Abnormalities in
fatty-acid metabolism are believed to play a role in nonspecific acute
encephalopathy (AE) with
hepatomegaly, although the specific nature of these abnormalities and their temporal relationship to the pathology are not well defined. We have examined hepatic
fatty-acid beta-oxidation and metabolism in a mouse model for AE in which neonatal mice were exposed dermally to nontoxic doses of the industrial
surfactant,
Toximul MP8 (Tox), daily from days 1 to 12 after birth, and then infected with a sublethal dose (LD30) of mouse-adapted
human influenza B (Lee) virus (FluB). The number of deaths in the group treated with Tox + FluB were significantly higher than those in the group infected with virus alone. Under optimal in vitro assay conditions, beta-oxidation of [1-14C]
palmitic acid was approximately 15% higher in liver homogenates from mice painted with Tox for 12 days (P < 0.02); catabolism of [1-14C]
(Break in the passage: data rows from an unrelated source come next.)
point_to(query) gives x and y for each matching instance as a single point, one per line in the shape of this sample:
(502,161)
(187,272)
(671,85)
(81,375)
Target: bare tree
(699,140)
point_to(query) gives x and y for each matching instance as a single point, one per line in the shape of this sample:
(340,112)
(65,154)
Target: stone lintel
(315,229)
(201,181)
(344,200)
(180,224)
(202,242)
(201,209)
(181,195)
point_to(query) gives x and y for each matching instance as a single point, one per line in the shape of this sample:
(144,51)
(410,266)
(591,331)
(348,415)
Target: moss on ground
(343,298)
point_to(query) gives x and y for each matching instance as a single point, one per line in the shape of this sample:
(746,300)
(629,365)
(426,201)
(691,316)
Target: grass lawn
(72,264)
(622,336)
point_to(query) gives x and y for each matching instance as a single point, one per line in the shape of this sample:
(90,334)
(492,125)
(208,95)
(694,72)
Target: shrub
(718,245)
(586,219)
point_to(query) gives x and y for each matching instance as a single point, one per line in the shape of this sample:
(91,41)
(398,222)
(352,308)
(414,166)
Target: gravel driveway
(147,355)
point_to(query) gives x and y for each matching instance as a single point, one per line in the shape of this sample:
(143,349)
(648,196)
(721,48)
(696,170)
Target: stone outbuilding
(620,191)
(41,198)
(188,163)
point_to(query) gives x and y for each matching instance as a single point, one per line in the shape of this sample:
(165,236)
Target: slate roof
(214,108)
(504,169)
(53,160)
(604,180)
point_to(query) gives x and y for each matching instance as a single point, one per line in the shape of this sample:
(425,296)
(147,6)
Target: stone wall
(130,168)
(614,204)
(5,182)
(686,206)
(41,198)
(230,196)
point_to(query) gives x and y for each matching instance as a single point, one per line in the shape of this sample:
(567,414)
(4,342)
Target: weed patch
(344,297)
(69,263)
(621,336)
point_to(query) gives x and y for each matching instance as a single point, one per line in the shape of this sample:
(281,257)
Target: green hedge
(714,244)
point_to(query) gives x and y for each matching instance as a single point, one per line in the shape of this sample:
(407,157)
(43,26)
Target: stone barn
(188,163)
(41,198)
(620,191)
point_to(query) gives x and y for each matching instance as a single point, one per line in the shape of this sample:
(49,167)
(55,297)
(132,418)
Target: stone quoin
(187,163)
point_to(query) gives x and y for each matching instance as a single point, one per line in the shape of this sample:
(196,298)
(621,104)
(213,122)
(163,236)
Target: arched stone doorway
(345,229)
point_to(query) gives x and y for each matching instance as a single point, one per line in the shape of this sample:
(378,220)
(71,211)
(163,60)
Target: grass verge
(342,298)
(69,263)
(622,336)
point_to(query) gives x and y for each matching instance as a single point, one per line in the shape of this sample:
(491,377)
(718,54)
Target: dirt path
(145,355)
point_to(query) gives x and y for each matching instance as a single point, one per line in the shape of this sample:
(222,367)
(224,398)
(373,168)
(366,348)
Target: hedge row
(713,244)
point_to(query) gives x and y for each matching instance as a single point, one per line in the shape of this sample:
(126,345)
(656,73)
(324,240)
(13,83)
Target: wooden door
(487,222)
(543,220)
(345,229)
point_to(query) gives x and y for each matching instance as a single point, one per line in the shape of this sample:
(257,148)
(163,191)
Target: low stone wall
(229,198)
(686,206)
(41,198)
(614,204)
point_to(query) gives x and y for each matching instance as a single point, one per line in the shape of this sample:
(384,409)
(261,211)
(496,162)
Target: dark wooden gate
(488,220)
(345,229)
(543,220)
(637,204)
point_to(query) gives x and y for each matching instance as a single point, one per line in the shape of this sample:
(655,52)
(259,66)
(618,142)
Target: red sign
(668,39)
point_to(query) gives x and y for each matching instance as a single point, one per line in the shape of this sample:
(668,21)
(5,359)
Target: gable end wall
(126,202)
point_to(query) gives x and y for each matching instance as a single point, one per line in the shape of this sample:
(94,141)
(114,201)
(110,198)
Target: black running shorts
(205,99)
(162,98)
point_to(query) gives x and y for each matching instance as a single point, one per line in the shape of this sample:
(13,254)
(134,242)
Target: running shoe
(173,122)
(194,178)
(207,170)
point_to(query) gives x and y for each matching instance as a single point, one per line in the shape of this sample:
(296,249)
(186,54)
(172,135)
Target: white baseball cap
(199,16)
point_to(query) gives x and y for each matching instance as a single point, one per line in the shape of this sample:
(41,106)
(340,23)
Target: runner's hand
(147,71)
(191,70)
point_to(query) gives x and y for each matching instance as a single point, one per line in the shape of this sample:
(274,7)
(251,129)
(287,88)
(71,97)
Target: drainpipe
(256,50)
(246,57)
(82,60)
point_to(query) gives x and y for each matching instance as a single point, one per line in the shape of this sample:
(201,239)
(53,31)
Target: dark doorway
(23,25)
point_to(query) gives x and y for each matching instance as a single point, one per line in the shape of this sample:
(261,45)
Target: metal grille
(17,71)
octanoic acid to 14C-labelled water-soluble products (14C-WSP) and 14CO2 was unaltered by Tox. Infecting Tox-free mice with FluB inhibited beta-oxidation of both [1-14C]
palmitate and [1-14C]
octanoate by 20-30% (P < 0.001). On days 18-19, when most Tox + FluB-dependent deaths occurred, the inhibition of oxidation was increased to approximately 50% in mice given the combined treatment. Treatment of the mice with Tox/FluB also altered the pattern of incorporation of
fatty acids into complex
lipids. Hepatic levels of
thiobarbituric acid reactive substance (
TBARS), a marker for
lipid peroxides, were approximately 15% higher in Tox-painted than in control mice (P < 0.01); FluB alone had no effect. In Tox + FluB-treated animals,
TBARS levels were > 2-fold higher than in any other experimental group (P < 0.001). These studies demonstrated that nasally-administered FluB has profound effects on hepatic
fatty-acid metabolism, particularly beta-oxidation. Exacerbation of this and related effects by exposing young animals to
xenobiotic surfactants could be the basis of
surfactant-mediated potentiation of virus-induced mortality.